Charting Prosperity: The Ripple Effect of Inflation and Economic Growth on FDI
Keywords:
Economic growth, Unit-root test, Inflation, FDI, human capital, stationarity, effective policy.Abstract
The objective of this research study is to analyze the impact of inflation and economic growth on Foreign Direct Investment inflows in Pakistan. The data for economic growth, inflation and FDI have been taken from World Bank for the period of 2001 to 2022 and the collected time-series data has been analysed by using statistical software Stata. For checking stationarity of data, this study used ADF and PP unit-root test. The unit-root test showed mixed order of integration, therefore, this study used ARDL Model to examine the cointegration among variables. Moreover, Bound test has been applied to check whether cointegration exists or not, also various diagnostic tests such as Breusch-Pagan, Ramsey reset Test, Jarque-Bera, Breusch-Godfrey LM test etc are used in this study.

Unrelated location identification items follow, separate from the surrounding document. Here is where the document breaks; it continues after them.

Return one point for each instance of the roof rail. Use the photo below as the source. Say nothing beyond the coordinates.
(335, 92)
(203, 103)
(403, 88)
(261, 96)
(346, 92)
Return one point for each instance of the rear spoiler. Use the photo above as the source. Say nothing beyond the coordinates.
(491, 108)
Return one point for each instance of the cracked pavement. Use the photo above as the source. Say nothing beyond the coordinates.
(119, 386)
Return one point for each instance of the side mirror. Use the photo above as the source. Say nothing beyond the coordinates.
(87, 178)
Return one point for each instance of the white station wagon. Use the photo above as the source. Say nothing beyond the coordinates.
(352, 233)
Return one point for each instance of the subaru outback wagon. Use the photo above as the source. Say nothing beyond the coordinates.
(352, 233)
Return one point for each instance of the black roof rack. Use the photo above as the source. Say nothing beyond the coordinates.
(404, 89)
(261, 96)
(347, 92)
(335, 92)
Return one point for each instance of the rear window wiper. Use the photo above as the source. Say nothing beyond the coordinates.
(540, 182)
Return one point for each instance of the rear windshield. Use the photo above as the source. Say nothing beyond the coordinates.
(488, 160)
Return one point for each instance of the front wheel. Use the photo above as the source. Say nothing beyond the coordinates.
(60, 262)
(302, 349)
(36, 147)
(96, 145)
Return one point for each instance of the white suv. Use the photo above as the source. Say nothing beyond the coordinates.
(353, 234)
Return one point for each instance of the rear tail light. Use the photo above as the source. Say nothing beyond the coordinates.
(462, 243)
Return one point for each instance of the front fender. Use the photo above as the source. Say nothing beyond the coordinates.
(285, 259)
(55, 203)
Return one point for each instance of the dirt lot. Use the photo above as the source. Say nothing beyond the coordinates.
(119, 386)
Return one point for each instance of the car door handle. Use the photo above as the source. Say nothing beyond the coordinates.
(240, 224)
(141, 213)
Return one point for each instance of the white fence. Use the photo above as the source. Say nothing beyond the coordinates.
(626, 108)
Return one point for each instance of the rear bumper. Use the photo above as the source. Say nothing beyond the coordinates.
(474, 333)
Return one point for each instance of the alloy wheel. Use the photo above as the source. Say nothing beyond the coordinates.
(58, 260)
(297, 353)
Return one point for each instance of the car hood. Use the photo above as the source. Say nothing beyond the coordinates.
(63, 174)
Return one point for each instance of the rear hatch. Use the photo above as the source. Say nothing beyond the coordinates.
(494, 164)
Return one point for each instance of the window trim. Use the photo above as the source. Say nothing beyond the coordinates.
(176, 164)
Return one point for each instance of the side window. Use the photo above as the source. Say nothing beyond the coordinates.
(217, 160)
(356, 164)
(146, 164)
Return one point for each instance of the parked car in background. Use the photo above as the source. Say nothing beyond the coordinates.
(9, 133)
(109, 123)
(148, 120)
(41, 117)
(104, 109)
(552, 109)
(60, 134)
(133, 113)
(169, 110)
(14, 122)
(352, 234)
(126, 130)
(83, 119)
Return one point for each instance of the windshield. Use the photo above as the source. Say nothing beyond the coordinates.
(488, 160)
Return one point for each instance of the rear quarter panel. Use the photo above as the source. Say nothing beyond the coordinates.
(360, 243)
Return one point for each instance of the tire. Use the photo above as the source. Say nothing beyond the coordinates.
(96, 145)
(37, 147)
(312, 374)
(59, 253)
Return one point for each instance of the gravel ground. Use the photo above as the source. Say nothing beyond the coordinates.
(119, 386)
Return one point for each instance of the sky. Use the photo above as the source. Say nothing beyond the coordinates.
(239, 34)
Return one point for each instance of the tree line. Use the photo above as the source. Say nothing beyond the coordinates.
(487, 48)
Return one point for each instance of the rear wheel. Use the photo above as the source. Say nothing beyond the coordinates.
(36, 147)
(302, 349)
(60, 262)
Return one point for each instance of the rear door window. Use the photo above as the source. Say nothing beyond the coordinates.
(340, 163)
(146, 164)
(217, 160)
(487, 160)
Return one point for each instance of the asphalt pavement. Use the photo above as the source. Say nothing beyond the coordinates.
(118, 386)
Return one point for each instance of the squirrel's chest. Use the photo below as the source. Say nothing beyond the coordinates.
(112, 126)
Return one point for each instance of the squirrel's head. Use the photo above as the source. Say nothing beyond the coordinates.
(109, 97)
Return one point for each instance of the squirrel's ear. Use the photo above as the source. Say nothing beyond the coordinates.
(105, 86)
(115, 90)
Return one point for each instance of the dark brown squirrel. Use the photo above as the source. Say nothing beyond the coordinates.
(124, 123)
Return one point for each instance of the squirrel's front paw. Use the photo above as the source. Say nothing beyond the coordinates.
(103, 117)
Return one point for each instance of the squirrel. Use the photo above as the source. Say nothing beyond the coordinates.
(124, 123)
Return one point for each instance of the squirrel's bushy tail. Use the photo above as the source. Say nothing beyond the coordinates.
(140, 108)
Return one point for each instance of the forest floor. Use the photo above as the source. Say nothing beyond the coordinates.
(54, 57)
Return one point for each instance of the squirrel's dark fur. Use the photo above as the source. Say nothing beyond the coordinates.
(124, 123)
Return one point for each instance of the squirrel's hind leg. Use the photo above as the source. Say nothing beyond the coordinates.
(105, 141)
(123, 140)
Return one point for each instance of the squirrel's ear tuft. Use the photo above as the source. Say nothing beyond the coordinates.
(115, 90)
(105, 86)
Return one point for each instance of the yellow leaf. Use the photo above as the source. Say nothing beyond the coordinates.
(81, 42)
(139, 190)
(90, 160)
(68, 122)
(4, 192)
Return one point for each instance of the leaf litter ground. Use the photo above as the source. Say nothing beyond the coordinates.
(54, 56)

The long-run coefficient shows that there is positive relationship between economic growth &FDI and the relation is strongly significant, meaning that a 1% increase in economic growth enhances foreign direct investment by 2.251832% in the long-run. However, the estimated result highlights a negative and significant relationship between inflation rate and FDI, showing that a 1% increase in inflation rate reduces the foreign direct investment by 0.0914571 % in Pakistan. Furthermore, short run-result shows that there is positive relationship between economic growth and FDI, but there is negative association between inflation rate and FDI and both are significant. The Granger Causality test shows uni-directional relationship between inflation rate and economic growth with FDI.Policy makers should devise an effective policy to boost agricultural outputs to control demand-pull inflation in the short-run and long-run. Also, government should introduce skilled learning programs in higher education as compulsory at both college and university level to equip skilled human capital to increase output in the future rather than producing graduates fully equipped with useless theories without practical implications.